Des chercheurs suédois ont découvert en 1963 la première forme d’emphysème familial, observée chez les patients ayant un déficit en alpha1-antitrypsine (AAT), une protéine qui a la fonction de protéger les poumons contre la destruction tissulaire qui survient entre autres par l’exposition à la fumée de cigarette. Plus près de chez nous, depuis le début des années 70, plusieurs membres d’une même famille ont reçu à l’Institut un diagnostic d’emphysème. Cette agglomération inhabituelle de l’emphysème au sein de cette famille en l’absence de déficit en AAT laissait suspecter une nouvelle forme héréditaire de la maladie. C’est donc en 2014 que les experts de l’Institut ont mis en place une importante étude qui allait mener à la découverte d’une nouvelle forme d’emphysème familial.

« La découverte de la première forme a révolutionné notre compréhension de la maladie et a mené au développement de nouvelles options thérapeutiques. Nous pensons que notre découverte constitue un nouveau jalon important dans l’étude des causes de l’emphysème et de son traitement », a indiqué François Maltais, pneumologue, chercheur et clinicien enseignant au Département de médecine.

Après avoir suivi 63 membres de la famille québécoise issus de 5 générations, les chercheurs de l’Institut ont découvert une anomalie du gène PTPN6. Cette anomalie, très rare dans la population en générale, a été retrouvée chez pratiquement tous les individus de la famille touchés par la maladie.

« L’identification de ce nouveau gène nous permet d’intervenir auprès des membres de cette famille dès maintenant à l’aide de moyen préventif, mais révèle également une nouvelle cible thérapeutique potentielle pour stopper ou diminuer la progression de l’emphysème chez la population de patients souffrant de maladie pulmonaire obstructive chronique (MPOC) en générale », a indiqué le Yohan Bossé, chercheur et professeur au Département de médecine moléculaire.

Une étude réalisée à Québec qui rayonne à l’international

Cette découverte a été récemment publiée dans The Lancet Respiratory Medicine, la revue scientifique la plus prestigieuse dans le domaine de la pneumologie. Elle est le fruit d’une collaboration exceptionnelle entre les médecins et les chercheurs fondamentaux de l’Institut, en plus d’être financée en partie par la Fondation IUCPQ. Les auteurs de l’étude sont : Yohan Bossé, Maxime Lamontagne, Nathalie Gaudreault, Christine Racine, Marie-Hélène Levesque, Benjamin M. Smith, Dominique Auger, Alisson Clemenceau, Marie-Ève Paré, Louis Laviolette, Victor Tremblay, Bruno Maranda, Mathieu C. Morissette et François Maltais.
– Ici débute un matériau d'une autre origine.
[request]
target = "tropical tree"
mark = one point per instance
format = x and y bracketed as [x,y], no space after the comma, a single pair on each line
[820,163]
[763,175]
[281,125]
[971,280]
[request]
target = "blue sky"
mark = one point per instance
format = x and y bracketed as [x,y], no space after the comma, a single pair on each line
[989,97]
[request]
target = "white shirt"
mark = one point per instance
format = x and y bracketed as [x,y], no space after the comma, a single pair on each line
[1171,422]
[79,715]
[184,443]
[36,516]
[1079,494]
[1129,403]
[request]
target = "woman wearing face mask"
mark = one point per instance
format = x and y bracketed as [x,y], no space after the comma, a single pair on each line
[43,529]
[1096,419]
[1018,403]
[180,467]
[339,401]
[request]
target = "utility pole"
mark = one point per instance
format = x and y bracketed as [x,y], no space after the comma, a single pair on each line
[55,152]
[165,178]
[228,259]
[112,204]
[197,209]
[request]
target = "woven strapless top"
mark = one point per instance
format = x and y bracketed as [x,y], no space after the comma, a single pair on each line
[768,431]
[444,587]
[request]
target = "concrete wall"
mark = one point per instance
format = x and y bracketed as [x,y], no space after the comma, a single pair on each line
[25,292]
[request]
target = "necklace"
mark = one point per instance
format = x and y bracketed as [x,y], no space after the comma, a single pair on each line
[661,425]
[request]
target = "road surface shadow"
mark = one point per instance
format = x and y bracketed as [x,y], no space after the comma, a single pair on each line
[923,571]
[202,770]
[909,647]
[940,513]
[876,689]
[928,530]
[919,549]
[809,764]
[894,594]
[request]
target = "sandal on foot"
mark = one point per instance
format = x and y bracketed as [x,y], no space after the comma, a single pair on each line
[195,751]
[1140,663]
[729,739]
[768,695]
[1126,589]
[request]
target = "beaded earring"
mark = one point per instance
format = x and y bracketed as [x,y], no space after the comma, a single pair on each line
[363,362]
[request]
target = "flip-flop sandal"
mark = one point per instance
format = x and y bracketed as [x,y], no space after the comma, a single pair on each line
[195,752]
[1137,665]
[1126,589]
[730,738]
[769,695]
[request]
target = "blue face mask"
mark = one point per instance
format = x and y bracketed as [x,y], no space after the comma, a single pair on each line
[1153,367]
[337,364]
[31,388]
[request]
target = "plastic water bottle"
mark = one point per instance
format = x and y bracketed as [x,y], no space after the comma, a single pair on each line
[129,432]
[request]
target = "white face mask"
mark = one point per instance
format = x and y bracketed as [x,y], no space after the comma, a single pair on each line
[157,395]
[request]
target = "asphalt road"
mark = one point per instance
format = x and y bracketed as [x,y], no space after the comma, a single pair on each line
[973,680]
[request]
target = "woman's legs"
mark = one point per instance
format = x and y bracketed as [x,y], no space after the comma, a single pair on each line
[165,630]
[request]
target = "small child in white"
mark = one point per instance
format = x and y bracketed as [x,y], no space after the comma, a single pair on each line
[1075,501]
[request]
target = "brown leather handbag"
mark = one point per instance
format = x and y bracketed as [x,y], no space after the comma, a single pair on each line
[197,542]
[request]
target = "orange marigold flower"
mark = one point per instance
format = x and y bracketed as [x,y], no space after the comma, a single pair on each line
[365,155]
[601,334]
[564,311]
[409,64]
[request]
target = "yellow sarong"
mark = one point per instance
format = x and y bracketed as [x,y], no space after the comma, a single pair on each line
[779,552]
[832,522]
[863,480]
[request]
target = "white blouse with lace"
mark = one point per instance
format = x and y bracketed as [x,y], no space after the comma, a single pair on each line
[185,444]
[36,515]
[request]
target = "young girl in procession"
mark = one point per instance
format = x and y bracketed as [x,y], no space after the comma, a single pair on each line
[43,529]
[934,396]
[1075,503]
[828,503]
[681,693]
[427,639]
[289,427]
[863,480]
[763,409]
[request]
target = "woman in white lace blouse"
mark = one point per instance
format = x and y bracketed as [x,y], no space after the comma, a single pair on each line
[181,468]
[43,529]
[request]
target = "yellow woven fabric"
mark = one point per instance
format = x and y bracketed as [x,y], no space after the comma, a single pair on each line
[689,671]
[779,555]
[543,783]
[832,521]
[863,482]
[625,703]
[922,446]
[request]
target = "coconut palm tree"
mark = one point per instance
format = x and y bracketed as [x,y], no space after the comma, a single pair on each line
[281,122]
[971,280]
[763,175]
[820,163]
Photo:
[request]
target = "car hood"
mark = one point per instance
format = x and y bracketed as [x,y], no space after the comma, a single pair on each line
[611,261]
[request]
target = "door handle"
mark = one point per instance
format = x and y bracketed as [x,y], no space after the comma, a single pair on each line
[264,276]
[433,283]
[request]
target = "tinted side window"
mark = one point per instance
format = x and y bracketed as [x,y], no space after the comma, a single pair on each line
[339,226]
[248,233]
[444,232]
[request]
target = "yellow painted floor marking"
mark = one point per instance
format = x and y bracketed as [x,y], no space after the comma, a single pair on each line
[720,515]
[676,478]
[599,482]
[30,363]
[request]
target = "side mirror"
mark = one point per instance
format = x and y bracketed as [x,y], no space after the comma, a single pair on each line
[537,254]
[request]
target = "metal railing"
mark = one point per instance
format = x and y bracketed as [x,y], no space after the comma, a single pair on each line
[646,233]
L’emphysème est une forme de maladie pulmonaire chronique, la MPOC, qui est la quatrième cause de mortalité au monde. Elle affecte autant les hommes que les femmes. Les coûts associés à la MPOC sont énormes autant pour les personnes affectées que pour les systèmes de santé. Au Canada, la MPOC devance les principales maladies chroniques et se retrouve au premier rang des causes d’hospitalisation.